19th century American politician

Justin Worthy Ranney (January 4, 1821 – September 13, 1898) was an American farmer, Republican politician, and Wisconsin pioneer. He was a member of the Wisconsin Senate, representing La Crosse and Vernon counties during the 1867 and 1868 sessions. His name was often abbreviated as J. W. Ranney, and his first name was sometimes incorrectly listed as "Joel".

==Biography==
Justin W. Ranney was born January 4, 1821, in Augusta, New York. He was raised and educated in New York. His mother died in 1835, and his father subsequently remarried. At age 18, Ranney went to work, teaching school for several winters while learning the carpenter's trade in the summers. He ultimately established his own mill and operated it for several years.

In 1854, he sold his interests in New York and moved west to the new state of Wisconsin. He came directly to La Crosse County, and settled on a farm in what is now the town of Hamilton, just outside the village of West Salem, Wisconsin. This farm would be his primary residence for the rest of his life, and his farm would be recognized as one of the most successful in the region.

Ranney was active throughout his life in agricultural interests, but rarely served in elected office. He ran for Wisconsin Senate in 1866 and was nominated at the National Union Party district convention over former state representative William H. Officer. His nomination caused some controversy in the 31st Senate district, which then comprised all of La Crosse and Vernon counties. Prior to 1866, there had been an informal agreement that the next Union nominee for that district would be from Vernon County, but at the convention, the La Crosse delegates stubbornly supported Ranney against Vernon County's William Officer, and finally secured the nomination for Ranney by pledging that Vernon County could have the next two nominations (1868, 1870).

Ranney went on to win the general election, defeating Democrat John C. Kurtze. He served in the 1867 and 1868 legislative sessions, and, as pledged, did not seek renomination in 1868. During 1867, the National Union coalition began to break down over disagreements on reconstruction, and in 1868 Ranney identified with the Republican Party.

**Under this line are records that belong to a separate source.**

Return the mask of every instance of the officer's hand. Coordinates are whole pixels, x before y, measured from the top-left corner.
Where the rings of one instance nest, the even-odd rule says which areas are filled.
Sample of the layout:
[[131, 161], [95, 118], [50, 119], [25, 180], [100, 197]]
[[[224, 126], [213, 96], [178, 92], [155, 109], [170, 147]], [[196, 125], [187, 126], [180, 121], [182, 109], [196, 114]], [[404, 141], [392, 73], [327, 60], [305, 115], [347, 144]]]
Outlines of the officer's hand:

Ranney remained active with the Republican Party and was a perennial delegate to the county and district level conventions. While attending the 1870 senatorial convention, Ranney, along with the rest of the La Crosse delegation, again broke their promise to the Vernon delegation and secured the nomination of Angus Cameron over the incumbent Cyrus M. Butt.

In his later years, he also became involved in various agricultural insurance operations, and was an officer in the Shelby Insurance Company.

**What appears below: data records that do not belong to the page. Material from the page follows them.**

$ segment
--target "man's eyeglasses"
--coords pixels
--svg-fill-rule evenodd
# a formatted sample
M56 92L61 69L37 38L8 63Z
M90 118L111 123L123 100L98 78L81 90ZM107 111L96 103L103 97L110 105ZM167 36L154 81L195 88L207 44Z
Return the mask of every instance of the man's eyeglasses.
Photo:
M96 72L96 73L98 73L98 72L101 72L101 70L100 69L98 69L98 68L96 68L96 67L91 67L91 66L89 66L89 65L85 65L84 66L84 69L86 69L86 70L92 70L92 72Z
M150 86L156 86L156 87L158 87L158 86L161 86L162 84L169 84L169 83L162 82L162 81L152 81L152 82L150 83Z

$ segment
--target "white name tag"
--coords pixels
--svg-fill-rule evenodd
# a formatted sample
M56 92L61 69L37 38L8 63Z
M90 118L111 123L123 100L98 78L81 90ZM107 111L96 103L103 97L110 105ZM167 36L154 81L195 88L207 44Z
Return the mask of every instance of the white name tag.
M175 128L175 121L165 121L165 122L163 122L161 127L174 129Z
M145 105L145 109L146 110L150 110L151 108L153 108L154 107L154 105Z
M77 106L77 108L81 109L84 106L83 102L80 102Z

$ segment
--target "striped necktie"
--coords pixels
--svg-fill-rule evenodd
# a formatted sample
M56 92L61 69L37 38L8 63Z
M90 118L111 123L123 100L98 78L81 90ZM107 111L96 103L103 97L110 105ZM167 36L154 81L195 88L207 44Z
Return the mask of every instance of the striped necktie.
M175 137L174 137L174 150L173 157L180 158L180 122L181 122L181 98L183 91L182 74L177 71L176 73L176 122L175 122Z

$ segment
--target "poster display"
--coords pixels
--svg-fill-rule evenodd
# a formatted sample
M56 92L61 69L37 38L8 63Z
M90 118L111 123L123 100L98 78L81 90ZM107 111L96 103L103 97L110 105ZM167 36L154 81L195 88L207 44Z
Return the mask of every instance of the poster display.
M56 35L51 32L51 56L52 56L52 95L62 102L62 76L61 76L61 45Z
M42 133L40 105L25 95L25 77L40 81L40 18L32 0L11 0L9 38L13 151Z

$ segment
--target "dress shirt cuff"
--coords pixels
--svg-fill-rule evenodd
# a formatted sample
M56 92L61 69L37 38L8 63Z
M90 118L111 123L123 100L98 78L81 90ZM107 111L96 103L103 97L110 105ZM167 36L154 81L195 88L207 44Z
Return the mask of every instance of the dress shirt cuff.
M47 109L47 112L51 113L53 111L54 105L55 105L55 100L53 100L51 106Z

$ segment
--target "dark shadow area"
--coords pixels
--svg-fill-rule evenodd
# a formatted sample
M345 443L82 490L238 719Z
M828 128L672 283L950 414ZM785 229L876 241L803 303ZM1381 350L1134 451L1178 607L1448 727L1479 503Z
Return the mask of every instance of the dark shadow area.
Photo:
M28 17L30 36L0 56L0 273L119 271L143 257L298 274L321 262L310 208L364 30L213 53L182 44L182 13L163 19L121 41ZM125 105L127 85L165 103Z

==Personal life and family==
Ranney was the eldest of five children born to Eli Ranney and his first wife Eveline (' Parmley). Eli Ranney was a farmer and a native of Massachusetts, he moved to Iowa in 1853 and died there in 1873. Justin's paternal grandfather, Abner Ranney, served in the War of 1812 and lived to be 100 years old.

Ranney married Elizabeth Quackenbush in December 1849. They were married for 31 years before her death in 1881. They had six children together, though one died in infancy and three others died at a young age. Their second son, Edwin, was killed while attempting to jump onto a moving train in 1876.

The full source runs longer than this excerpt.